Con un pabellón que se puso de dulce, era el momento de cerrar la trampa perfecta. Fontajau lució sus mejores galas y ovacionó de forma notoria cuando Palau batió el récord histórico de asistencias en la competición. El Perfumerías salió con el orgullo del ganador, dominando el primer cuarto por pequeño margen. Fue la única alegría que le permitiría una noche que se iba decantando en cada compás a favor de las locales. 

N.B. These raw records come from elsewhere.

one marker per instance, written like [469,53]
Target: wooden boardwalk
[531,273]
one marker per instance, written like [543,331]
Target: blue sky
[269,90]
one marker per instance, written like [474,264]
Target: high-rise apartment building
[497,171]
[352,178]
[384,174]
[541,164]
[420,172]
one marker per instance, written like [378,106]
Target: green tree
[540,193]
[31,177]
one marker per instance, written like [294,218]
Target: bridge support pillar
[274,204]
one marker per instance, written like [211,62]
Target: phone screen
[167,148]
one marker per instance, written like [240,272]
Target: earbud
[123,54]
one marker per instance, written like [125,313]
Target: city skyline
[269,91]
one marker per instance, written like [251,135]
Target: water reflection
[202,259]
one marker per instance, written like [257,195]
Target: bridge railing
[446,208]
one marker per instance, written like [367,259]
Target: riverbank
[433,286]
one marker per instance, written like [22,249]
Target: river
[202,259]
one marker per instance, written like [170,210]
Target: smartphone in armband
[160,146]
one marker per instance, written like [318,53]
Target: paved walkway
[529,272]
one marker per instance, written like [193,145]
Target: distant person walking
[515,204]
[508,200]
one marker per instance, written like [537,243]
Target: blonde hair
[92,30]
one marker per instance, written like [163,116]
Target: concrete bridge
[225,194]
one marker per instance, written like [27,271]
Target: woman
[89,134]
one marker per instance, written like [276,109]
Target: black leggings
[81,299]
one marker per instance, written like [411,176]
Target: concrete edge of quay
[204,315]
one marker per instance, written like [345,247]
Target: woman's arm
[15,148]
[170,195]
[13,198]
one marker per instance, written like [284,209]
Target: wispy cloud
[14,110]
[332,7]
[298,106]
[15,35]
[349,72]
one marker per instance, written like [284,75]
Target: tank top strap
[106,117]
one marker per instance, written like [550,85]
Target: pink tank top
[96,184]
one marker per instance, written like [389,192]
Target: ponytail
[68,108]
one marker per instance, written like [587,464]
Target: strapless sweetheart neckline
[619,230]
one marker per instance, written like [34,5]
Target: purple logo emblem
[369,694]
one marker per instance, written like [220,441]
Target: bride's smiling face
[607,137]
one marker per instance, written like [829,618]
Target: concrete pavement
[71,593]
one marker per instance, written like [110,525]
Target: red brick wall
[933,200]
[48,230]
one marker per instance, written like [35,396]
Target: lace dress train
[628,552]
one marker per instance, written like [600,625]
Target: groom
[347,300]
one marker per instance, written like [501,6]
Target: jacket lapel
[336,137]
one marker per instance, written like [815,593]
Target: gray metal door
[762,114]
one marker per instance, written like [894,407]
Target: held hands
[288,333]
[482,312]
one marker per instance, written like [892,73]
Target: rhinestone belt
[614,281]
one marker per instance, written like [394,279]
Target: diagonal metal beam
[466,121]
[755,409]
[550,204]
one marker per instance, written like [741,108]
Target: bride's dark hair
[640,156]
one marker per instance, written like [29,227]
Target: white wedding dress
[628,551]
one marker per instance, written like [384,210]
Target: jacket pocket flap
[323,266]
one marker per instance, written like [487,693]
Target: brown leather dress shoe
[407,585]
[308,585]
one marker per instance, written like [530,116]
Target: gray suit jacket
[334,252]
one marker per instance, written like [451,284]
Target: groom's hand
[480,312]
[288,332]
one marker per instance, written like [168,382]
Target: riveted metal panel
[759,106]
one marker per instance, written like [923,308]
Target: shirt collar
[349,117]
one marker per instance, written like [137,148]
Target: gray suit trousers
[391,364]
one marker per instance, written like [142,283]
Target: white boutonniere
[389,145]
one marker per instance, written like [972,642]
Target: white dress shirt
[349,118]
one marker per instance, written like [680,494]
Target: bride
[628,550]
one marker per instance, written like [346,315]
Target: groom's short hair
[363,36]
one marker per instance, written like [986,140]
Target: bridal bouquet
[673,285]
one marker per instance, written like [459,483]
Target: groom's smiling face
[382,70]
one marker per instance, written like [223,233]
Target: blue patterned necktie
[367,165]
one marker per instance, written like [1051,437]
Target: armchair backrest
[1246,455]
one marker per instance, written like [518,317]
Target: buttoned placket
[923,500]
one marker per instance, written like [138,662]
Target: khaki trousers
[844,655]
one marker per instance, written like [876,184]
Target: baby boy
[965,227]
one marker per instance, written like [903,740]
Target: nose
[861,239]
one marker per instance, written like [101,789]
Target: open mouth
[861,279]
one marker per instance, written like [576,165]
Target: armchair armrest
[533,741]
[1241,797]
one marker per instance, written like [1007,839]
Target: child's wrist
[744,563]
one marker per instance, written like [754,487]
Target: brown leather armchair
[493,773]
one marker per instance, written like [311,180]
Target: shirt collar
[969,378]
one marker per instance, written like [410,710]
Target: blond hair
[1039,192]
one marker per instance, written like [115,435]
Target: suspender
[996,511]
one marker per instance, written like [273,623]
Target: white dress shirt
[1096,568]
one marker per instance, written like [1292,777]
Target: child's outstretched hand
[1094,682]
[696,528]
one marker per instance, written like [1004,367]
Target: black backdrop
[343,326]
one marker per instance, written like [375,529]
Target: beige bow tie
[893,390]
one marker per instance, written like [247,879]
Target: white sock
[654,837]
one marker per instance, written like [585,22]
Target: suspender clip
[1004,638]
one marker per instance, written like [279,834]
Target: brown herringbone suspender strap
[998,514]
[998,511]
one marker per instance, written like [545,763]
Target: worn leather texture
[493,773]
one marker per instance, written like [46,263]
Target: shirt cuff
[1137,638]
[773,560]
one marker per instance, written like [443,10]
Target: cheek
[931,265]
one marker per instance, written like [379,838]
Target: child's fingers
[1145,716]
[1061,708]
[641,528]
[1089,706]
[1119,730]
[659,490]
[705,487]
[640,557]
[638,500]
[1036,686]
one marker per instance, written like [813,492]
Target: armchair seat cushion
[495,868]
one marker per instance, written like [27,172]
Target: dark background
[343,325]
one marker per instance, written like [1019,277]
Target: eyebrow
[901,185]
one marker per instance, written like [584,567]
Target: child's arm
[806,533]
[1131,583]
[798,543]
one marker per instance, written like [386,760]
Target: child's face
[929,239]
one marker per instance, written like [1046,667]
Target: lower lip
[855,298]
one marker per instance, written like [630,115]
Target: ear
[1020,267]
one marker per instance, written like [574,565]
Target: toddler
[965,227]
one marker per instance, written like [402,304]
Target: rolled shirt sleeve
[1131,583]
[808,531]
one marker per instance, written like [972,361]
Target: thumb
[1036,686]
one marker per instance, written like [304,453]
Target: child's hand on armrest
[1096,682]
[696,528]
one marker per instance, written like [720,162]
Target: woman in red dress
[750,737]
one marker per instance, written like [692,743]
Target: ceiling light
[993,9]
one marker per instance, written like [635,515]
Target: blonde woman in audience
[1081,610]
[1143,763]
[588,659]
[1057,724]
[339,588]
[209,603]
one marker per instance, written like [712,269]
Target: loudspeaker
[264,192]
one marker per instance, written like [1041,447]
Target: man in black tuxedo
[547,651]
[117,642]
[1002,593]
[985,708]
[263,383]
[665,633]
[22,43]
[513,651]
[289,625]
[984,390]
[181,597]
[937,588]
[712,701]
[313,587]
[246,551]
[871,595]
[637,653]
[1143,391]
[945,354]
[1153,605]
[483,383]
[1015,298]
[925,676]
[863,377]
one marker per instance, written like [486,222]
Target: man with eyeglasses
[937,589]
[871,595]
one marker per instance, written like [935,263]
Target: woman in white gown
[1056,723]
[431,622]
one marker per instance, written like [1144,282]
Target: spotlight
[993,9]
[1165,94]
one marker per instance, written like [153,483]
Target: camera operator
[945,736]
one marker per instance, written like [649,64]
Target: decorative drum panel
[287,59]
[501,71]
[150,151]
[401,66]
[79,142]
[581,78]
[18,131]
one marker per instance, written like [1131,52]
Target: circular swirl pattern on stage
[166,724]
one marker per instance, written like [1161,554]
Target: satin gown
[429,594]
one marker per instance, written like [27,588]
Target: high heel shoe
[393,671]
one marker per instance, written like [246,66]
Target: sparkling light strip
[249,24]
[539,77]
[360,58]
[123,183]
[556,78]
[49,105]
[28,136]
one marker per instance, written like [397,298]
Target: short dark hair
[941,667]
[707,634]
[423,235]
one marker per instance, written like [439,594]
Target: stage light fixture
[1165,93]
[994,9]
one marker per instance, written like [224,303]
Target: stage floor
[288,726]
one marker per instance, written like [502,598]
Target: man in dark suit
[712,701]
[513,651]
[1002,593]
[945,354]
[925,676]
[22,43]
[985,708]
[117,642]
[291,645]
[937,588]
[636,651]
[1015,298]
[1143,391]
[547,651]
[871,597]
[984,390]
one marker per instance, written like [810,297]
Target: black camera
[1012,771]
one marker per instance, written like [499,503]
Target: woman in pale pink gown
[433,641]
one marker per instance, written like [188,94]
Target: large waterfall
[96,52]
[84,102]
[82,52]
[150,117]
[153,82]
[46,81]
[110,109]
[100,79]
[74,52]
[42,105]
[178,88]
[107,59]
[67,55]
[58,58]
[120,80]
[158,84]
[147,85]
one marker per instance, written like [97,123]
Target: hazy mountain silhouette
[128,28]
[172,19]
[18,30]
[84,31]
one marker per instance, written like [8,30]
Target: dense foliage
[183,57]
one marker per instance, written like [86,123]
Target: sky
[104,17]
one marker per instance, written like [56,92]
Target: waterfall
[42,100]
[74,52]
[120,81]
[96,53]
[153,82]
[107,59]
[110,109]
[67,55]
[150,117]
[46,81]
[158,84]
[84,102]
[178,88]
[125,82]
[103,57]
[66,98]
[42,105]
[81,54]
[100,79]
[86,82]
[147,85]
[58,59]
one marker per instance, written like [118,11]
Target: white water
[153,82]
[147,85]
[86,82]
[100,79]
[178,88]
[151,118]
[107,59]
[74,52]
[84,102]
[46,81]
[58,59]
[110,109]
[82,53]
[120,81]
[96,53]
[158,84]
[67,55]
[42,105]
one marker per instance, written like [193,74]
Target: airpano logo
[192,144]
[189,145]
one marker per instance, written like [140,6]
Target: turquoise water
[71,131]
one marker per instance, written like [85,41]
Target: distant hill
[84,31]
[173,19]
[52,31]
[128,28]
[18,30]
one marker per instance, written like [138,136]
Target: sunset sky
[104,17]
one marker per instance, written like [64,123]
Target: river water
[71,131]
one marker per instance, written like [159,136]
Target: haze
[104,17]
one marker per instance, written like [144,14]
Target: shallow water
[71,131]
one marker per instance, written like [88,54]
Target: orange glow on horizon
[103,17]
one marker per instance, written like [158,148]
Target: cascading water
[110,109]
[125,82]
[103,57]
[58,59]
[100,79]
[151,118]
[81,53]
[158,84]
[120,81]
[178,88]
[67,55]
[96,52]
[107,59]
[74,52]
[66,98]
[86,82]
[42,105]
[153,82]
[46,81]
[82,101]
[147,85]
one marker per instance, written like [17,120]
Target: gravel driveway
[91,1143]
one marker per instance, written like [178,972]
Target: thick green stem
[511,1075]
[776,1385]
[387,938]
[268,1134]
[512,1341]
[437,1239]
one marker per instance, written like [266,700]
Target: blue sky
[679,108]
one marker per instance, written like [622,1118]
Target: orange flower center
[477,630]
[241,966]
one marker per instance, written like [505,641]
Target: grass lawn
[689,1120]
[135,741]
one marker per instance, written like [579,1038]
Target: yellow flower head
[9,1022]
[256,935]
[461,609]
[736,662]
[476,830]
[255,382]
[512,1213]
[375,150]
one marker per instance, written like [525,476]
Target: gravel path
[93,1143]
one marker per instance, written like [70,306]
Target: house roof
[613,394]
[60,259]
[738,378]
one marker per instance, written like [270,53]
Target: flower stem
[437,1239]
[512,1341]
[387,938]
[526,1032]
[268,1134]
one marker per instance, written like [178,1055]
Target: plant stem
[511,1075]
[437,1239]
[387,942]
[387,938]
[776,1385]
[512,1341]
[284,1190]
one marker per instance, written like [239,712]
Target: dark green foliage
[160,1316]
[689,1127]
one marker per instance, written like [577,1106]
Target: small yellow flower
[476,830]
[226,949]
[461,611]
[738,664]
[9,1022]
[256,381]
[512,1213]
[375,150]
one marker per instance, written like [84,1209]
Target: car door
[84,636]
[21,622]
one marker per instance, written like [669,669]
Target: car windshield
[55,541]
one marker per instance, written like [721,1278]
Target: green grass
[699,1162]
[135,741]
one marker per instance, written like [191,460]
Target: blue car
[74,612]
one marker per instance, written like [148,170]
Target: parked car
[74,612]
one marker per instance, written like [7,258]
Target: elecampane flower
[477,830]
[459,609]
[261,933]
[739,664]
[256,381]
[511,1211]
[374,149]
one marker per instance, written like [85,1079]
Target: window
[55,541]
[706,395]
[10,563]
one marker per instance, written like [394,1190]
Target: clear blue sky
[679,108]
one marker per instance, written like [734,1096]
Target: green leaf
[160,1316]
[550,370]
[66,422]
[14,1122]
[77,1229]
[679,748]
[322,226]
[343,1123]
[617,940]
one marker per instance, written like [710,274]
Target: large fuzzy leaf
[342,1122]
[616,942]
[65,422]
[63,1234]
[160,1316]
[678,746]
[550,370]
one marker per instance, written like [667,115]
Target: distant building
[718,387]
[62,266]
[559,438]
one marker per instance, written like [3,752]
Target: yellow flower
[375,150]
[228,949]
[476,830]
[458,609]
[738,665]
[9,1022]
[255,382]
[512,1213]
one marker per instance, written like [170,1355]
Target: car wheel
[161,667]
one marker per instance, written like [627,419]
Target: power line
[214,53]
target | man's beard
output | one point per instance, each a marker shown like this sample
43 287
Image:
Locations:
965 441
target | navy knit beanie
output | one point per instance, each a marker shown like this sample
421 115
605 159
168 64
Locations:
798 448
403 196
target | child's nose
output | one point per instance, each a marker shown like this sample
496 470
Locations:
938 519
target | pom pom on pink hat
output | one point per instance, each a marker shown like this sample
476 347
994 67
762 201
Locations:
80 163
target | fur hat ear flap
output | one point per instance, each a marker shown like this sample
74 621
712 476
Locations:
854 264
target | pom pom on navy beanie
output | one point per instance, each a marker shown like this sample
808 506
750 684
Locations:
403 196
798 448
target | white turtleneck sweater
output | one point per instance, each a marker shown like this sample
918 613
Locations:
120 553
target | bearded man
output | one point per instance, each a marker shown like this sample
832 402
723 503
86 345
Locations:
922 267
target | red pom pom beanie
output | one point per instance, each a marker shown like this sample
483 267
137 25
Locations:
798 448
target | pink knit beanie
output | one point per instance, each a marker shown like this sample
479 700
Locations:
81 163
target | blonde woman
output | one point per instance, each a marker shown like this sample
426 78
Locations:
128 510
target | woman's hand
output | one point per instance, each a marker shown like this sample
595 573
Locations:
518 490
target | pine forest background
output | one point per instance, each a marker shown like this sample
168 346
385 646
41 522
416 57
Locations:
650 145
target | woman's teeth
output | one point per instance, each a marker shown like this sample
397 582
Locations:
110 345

Llegada en febrero como recambio de garantías para Shay Murphy, Gabby Williams fue el estilete ofensivo más necesario en el ecuador de una final que hizo saltar muchas quinielas previas. Domínguez tiró de casta y su puntería para convertir triples que las acercasen en el electrónico, aunque Girona tenía ganas de celebrar una fiesta y no estaba la ciudad por la labor de que se la aguasen. 


Los pequeños detalles se antojan decisivos cuando acercamos la lupa. Los dos tiros libres de Robinson habrían podido cambiar la senda en el fortín de Würzburg, pero tras ocho derrotas en finales el destino debía una alegría muy grande a las pupilas de Surís. Usando la expresión de un mito de la Penya: "La que tanto se hizo esperar fue sublime". 



La Federación Española de Baloncesto lo definió mejor que nadie al acabar la velada: la carta oculta del campeón. Con gesto de armar poco ruido, Julia Reisingerova fue forjando un MVP que ha sido indiscutible. Una pívot checa de apenas 21 años que se ha codeado con verdaderas leonas curtidas sin que en ningún momento se notase esa presunta bisoñez. 



Y ahí debemos, nuevamente, quitarnos el sombrero ante los despachos del club catalán. La desafortunada lesión de Nadia Colhado llevó a las personas responsable a buscar la mejor opción buena, bonita y barata. Su 6 de 9 en tiros de campo en el día D y la hora H hacen sospechar que no ha sido precisamente un mal fichaje.